Cumhurbaşkanı Erdoğan'ın “Pers milliyetçiliği” uyarısı Tahran
yönetimini rahatsız etmiş. Muhtemelen Erdoğan'ın ziyaretlerinin
tamamı, S. Arabistan ve Körfez ülkeleriyle ortak savunma
anlaşmaları da Tahran'ı çok rahatsız etmiştir. Peki neden, ne
oluyor, bölge ülkeleri ve Türkiye İran'ın hangi hareketlerinden
rahatsız? Asıl bunları konuşmak lazım.
Cumhurbaşkanı'nın Bahreyn, S. Arabistan ve Katar ziyaretleri
Türkiye'de doğal olarak, ekonomik beklentiler üzerinden tartışıldı,
ekonomik/finans ortaklıkları üzerinden izlendi.

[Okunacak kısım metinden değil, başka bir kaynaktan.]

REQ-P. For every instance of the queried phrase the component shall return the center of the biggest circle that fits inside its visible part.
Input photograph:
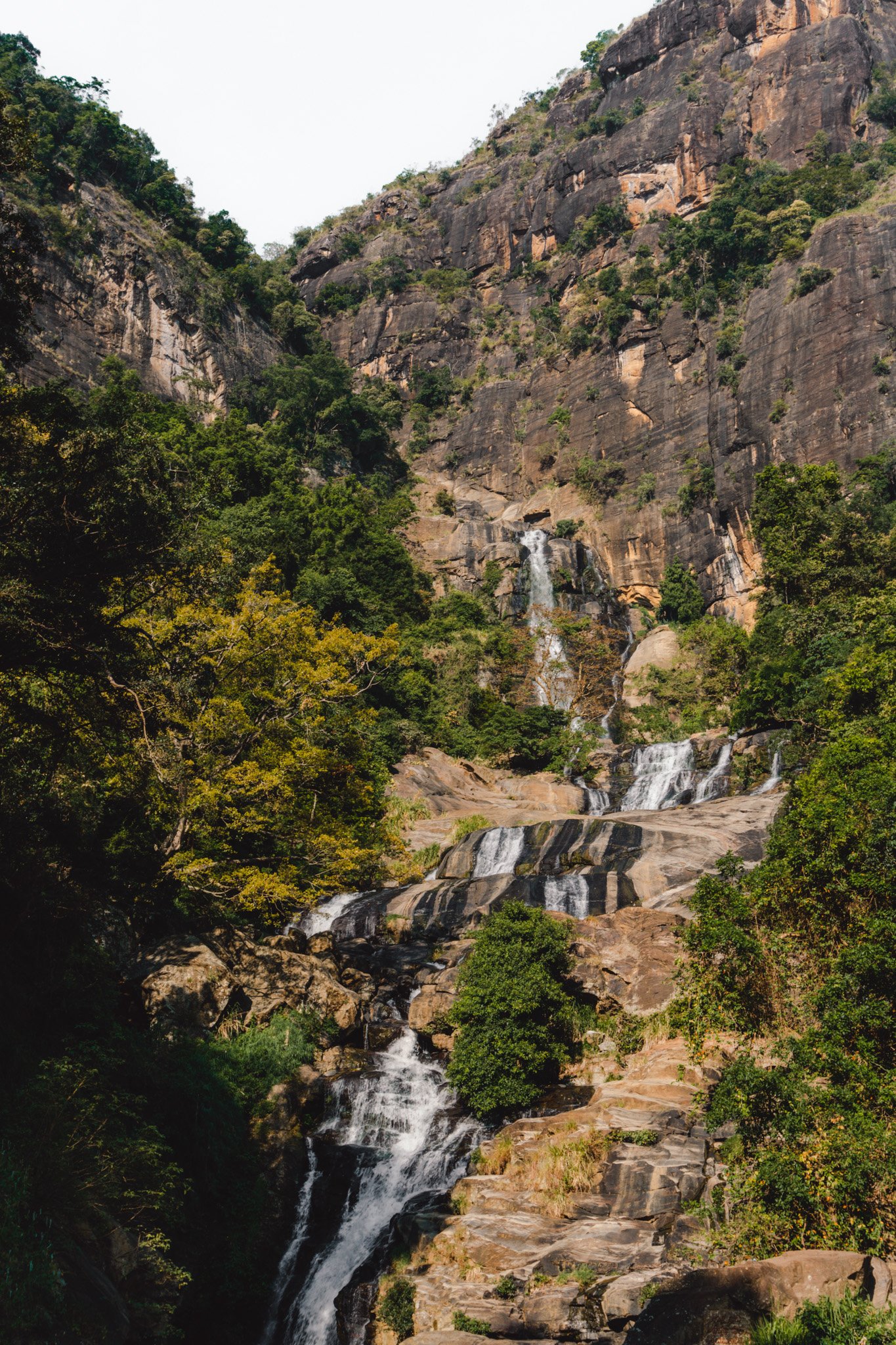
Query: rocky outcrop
(696, 84)
(194, 985)
(142, 296)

Türkiye ile Körfez arasında 'savunma ekonomisi' dönemi
Doğrudur; özellikle S. Arabistan'da yaşanan ekonomik sıkıntılar,
Körfez ülkelerinin, yıllardır ABD bankalarında tuttuğu, yüz
milyarlarca doları bulan birikimlerini geri alamaması, güvenlik
tehditleri alabildiğine arttığı için bölge ülkelerinin savunmaya
yönelmesi Türkiye ile bölge ülkeleri arasında yeni tür bir ekonomik
yakınlaşmaya zemin hazırladı.
Ben buna “Savunma Ekonomisi” diyorum. Bölgenin savunma ihtiyaçları
büyük oranda hala ABD ve Avrupa'dan sağlansa, milyar dolarlık silah
anlaşmaları bu ülkelerle yapılıyor olsa da, “yeni durum”

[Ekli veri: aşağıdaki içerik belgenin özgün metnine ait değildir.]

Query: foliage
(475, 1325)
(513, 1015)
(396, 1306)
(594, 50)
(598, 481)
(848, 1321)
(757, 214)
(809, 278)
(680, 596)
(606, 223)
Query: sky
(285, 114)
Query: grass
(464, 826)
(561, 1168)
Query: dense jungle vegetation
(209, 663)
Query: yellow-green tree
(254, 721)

Türkiye'ye, özellikle büyüyen Türk savunma sanayii için yeni
fırsatlar sunuyor.
Bugüne kadar farklı sektörlere yönelen Körfez fonlarının, “savunma
ekonomisi” üzerinden Türkiye'nin bölge ile ilişkilerinde yeni bir
dalga oluşturacağı bir tahmin değil artık. Ortak savunma
anlaşmaları da böyle bir yakınlaşmanın zeminini oluşturuyor.